Department of Urology, Amsterdam University Medical Center, VU University, Amsterdam, the Netherlands.
Department of Radiology & Nuclear Medicine, Amsterdam University Medical Center, VU University, Amsterdam, the Netherlands.
BJU Int. 2022 Jun;129(6):768-776. doi: 10.1111/bju.15710. Epub 2022 Mar 12.
To investigate the association between intraprostatic, intratumoral maximum standardised uptake values (SUV ) on prostate-specific membrane antigen (PSMA) positron emission tomography/computed tomography (PET/CT) in patients with prostate cancer (PCa) prior to robot-assisted radical prostatectomy (RARP) and pathology outcomes, including pathological International Society of Urological Pathology score (pISUP) and lymph node (LN) status (pN0/pN1).
A bi-centric, secondary analysis of two previous, prospective cohort studies was performed in 318 patients with biopsy confirmed PCa and who were scheduled for RARP. Before surgery, patients received a PSMA PET/CT with either Ga-PSMA-11 (59% of the patients) or F-PSMA (DCFPyL; 41%) as radiotracer. PET/CT images were analysed both visually and semi-quantitatively by measuring the SUV of the most intense suspect lesion in the prostate. The association between the SUV of the primary tumour and pre- and postoperative variables was analysed.

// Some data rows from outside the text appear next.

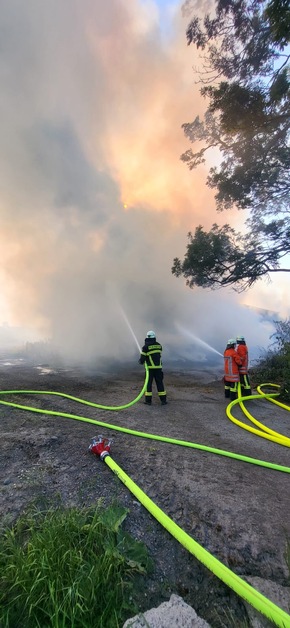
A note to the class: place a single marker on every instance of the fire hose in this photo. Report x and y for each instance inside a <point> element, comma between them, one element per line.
<point>102,446</point>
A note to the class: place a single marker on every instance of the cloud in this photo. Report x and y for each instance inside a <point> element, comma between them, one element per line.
<point>93,96</point>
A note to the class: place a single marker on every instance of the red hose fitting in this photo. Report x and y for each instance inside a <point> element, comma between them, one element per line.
<point>100,446</point>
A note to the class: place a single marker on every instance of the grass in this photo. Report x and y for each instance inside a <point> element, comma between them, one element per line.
<point>69,569</point>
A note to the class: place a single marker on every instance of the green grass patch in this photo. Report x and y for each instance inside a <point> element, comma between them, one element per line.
<point>69,568</point>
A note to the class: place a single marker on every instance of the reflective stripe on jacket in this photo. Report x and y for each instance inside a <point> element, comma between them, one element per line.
<point>242,351</point>
<point>151,353</point>
<point>232,361</point>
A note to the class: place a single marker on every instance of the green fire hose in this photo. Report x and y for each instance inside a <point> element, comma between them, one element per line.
<point>253,597</point>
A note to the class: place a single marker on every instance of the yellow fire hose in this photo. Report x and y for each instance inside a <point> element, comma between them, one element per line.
<point>243,589</point>
<point>264,431</point>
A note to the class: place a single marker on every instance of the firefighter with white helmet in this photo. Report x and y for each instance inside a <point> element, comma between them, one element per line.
<point>151,354</point>
<point>232,364</point>
<point>242,350</point>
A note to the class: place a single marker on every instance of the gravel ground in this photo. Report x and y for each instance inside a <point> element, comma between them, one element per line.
<point>239,512</point>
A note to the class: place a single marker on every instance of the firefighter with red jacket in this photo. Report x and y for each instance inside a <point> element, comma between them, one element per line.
<point>242,350</point>
<point>151,354</point>
<point>232,363</point>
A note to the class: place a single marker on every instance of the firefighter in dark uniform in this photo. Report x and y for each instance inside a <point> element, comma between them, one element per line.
<point>232,364</point>
<point>151,354</point>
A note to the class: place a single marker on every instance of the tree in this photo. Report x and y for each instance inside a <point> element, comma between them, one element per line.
<point>223,257</point>
<point>246,79</point>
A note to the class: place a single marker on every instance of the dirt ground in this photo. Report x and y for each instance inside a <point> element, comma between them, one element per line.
<point>238,511</point>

The SUV was associated with clinical and biopsy preoperative variables, as well as with pISUP score and pathological tumour stage. Patients with a pISUP of ≤2 showed significantly lower SUV compared to patients with a pISUP of >2 for both tracers (SUV F-PSMA: median 5.1 vs 9.6, P = 0.002; SUV Ga-PSMA-11: 6.6 vs 8.6, P = 0.003). Moreover, patients with pN1 had significantly higher median SUV than those with pN0/pNx for both tracers (SUV F-PSMA: 7.9 vs 12.3, P = 0.04; SUV Ga-PSMA-11: 7.6 vs 12.0, P < 0.001). On multivariable logistic regression analysis, the intraprostatic SUV was an independent predictor of pN1 for both Ga-PSMA-11 (per doubling: odds ratio [OR] 1.96, 95% confidence interval [CI] 1.27-3.01)) and F-PSMA (per doubling: OR 1.79, 95% CI 1.06-3.03).

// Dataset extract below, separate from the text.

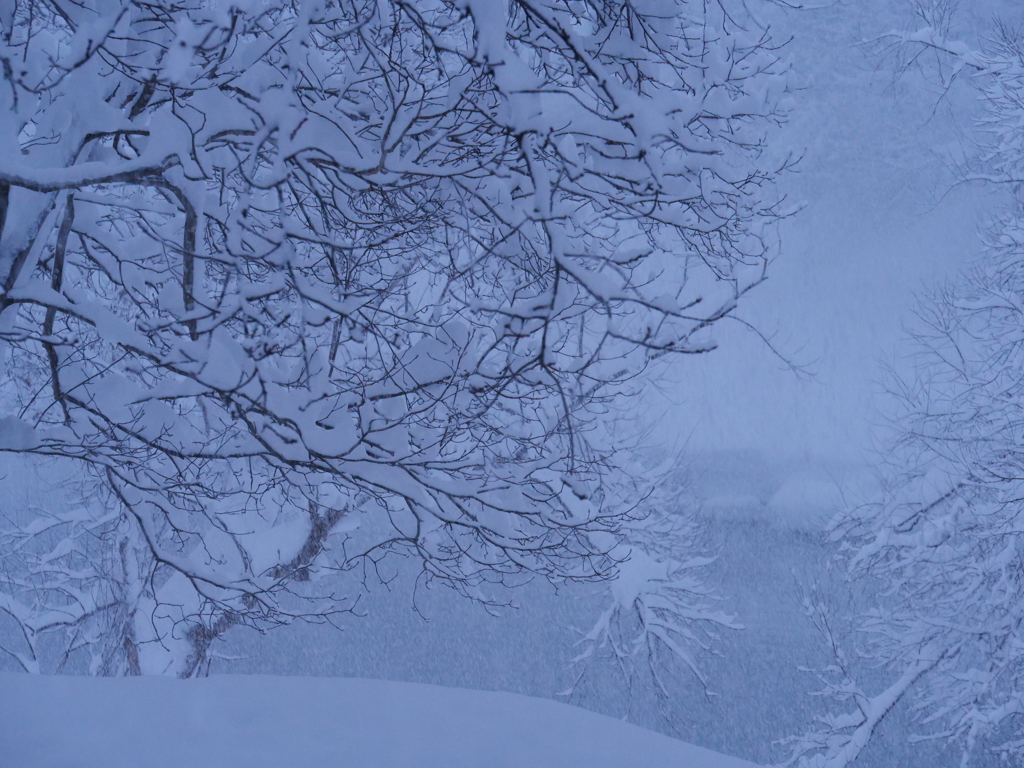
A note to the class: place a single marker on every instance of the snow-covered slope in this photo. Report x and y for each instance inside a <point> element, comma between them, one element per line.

Intraprostatic, intratumoral PSMA intensity on PET/CT, as semi-quantitatively expressed by SUV , may be a valuable innovative biomarker in patients with localised PCa, as it is highly associated with known conventional prognostic factors, such as pISUP and LN status.
探讨前列腺特异性膜抗原(PSMA)正电子发射断层扫描/计算机断层扫描(PET/CT)在机器人辅助根治性前列腺切除术(RARP)前前列腺癌(PCa)患者中前列腺内、肿瘤内最大标准化摄取值(SUV)与病理结果的相关性,包括病理国际泌尿病理学会评分(pISUP)和淋巴结(LN)状态(pN0/pN1)。
对 318 例经活检证实患有 PCa 并计划接受 RARP 的患者进行了两项先前前瞻性队列研究的双中心二次分析。手术前,患者接受了 Ga-PSMA-11(59%的患者)或 F-PSMA(DCFPyL;41%)作为放射性示踪剂的 PSMA PET/CT。通过测量前列腺中最强烈可疑病变的 SUV ,对 PET/CT 图像进行了视觉和半定量分析。分析了 SUV 与术前临床和活检变量以及 pISUP 评分和病理肿瘤分期之间的相关性。
SUV 与临床和活检术前变量以及 pISUP 评分和病理肿瘤分期相关。pISUP 评分≤2 的患者与 pISUP 评分>2 的患者相比,两种示踪剂的 SUV 均显著降低(SUV F-PSMA:中位数 5.1 比 9.6,P=0.002;SUV Ga-PSMA-11:6.6 比 8.6,P=0.003)。此外,对于两种示踪剂,pN1 患者的 SUV 中位数均显著高于 pN0/pNx 患者(SUV F-PSMA:7.9 比 12.3,P=0.04;SUV Ga-PSMA-11:7.6 比 12.0,P<0.001)。多变量逻辑回归分析显示,对于 Ga-PSMA-11(每翻倍:优势比 [OR] 1.96,95%置信区间 [CI] 1.27-3.01)和 F-PSMA(每翻倍:OR 1.79,95% CI 1.06-3.03),前列腺内 SUV 是 pN1 的独立预测因子。
PET/CT 上前列腺内、肿瘤内 PSMA 强度(以 SUV 表示的半定量表达)可能是局部 PCa 患者有价值的创新生物标志物,因为它与已知的传统预后因素高度相关,如 pISUP 和 LN 状态。